One downside to this proposal is that the srcset="" attribute takes a
microsyntax, and as a rule we try to avoid novel microsyntaxes in
attribute values. I think this particular microsyntax is pretty
straightforward and shouldn't cause all that much confusion for authors.
I think this is preferable to adding a suite of attributes with complex
inter-relationships, such as in Anselm Hannemann's proposal from last
August[3]. In such a proposal, we would either need to have a pre-
approved list of image scales (like Anselm's xs, s, m, l, xl), which
over-constrains designers' ability to create, or we would be introducing
user data into attribute names which—with the one exception of the
data-*="" attributes—is something I really don't think we should do.
Some have argued that we should "just use conneg" to serve the best
image. This isn't an acceptable solution for at least three reasons:
* The server doesn't have all of the relevant information needed to
pick the best image, and sending that information with every image
asset request is bandwidth-intensive and enables increased user
fingerprinting.
* HTML is used in a lot of contexts, such as in EPUB, in which there's
no server to negotiate with in the first place.[4]

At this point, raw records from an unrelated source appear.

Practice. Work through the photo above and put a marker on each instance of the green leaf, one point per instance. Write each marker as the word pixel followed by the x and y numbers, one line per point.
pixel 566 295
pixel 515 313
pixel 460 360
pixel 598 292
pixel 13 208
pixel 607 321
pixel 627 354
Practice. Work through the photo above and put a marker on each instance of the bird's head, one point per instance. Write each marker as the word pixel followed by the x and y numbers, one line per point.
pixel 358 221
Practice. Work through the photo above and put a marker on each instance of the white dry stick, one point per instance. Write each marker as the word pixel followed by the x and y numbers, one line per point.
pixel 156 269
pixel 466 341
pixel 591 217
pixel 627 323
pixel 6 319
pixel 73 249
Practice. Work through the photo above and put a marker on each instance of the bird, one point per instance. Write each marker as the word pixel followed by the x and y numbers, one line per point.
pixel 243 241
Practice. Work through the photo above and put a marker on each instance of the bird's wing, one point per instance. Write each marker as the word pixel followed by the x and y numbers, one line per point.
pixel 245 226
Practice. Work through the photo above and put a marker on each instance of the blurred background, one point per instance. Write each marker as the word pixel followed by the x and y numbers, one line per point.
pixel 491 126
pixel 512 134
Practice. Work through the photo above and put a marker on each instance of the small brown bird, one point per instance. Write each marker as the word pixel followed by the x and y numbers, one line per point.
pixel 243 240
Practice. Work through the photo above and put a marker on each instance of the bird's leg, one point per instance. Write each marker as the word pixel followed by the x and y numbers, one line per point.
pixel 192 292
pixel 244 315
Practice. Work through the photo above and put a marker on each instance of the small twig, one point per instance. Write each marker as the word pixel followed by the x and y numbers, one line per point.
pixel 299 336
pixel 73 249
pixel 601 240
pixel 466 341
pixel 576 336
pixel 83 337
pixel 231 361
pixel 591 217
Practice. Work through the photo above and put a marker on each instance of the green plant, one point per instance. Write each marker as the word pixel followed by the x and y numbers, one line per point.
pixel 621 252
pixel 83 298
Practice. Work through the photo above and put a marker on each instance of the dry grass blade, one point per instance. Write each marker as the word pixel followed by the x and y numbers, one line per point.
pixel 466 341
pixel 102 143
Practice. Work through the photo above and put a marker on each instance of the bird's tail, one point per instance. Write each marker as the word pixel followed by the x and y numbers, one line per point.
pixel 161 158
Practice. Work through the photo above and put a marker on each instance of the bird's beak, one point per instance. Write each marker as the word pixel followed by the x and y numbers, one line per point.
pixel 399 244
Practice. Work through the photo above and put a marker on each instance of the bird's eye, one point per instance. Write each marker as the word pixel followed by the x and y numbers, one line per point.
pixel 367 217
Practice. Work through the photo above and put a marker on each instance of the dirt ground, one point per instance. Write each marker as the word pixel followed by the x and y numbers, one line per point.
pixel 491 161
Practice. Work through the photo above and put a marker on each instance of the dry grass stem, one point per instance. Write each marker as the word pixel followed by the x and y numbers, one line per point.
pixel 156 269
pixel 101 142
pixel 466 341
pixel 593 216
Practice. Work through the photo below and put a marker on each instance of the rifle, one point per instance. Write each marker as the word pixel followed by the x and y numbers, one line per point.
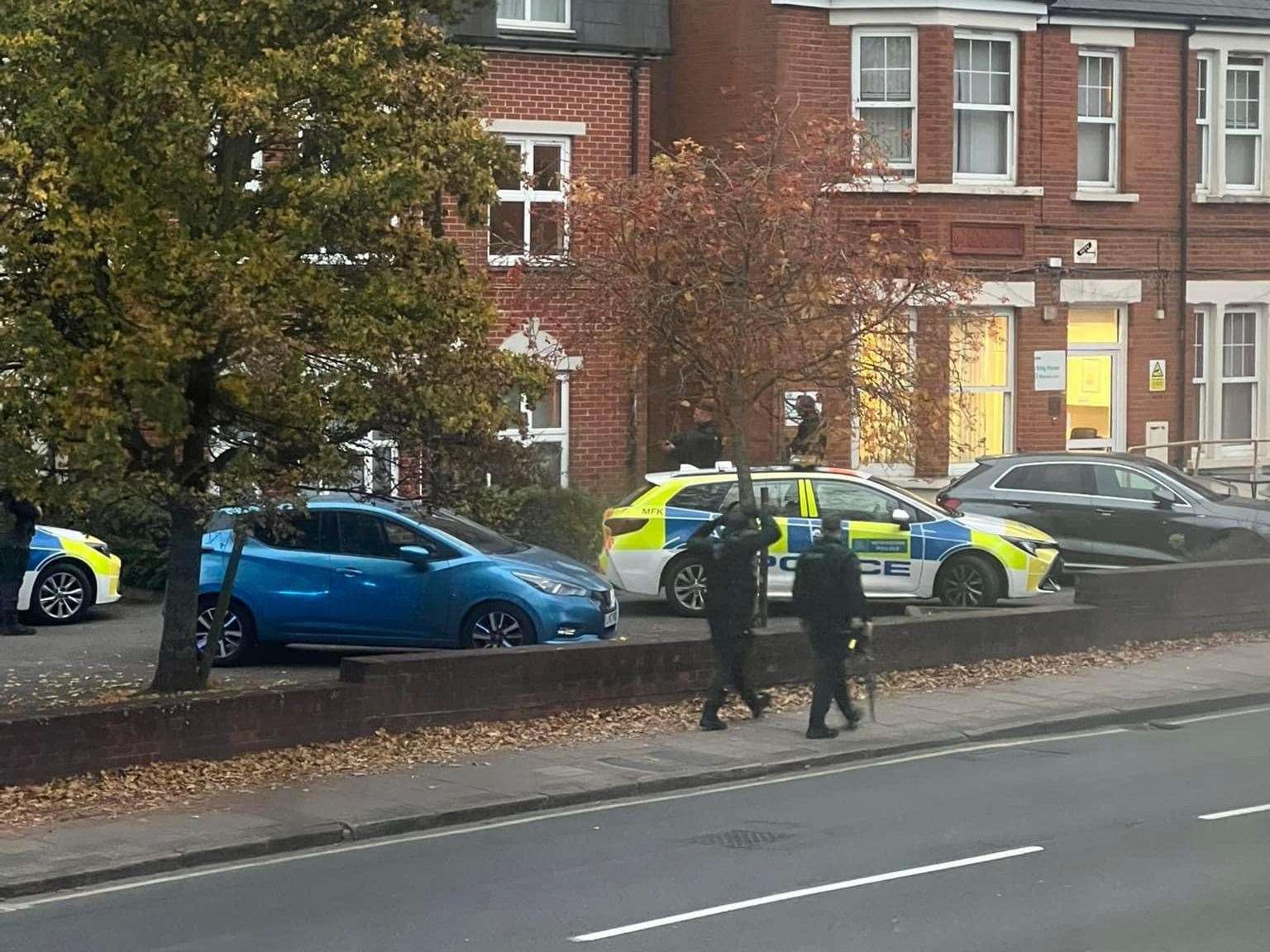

* The UA should be able to "swap out" one asset for another
transparently after the page has loaded. For instance, the UA might
want to swap things out when the user zooms in.
I also think this approach is better than minting a new image element,
but I'll make that argument in another email.
Ted
1. "What responsive image problem? Just use SVG!" :)
2. I've proposed image-set() for CSS4 Images. Here's the relevant post
to www-style:
http://lists.w3.org/Archives/Public/www-style/2012Feb/1103.html
An implementation of image-set() has recently landed in WebKit.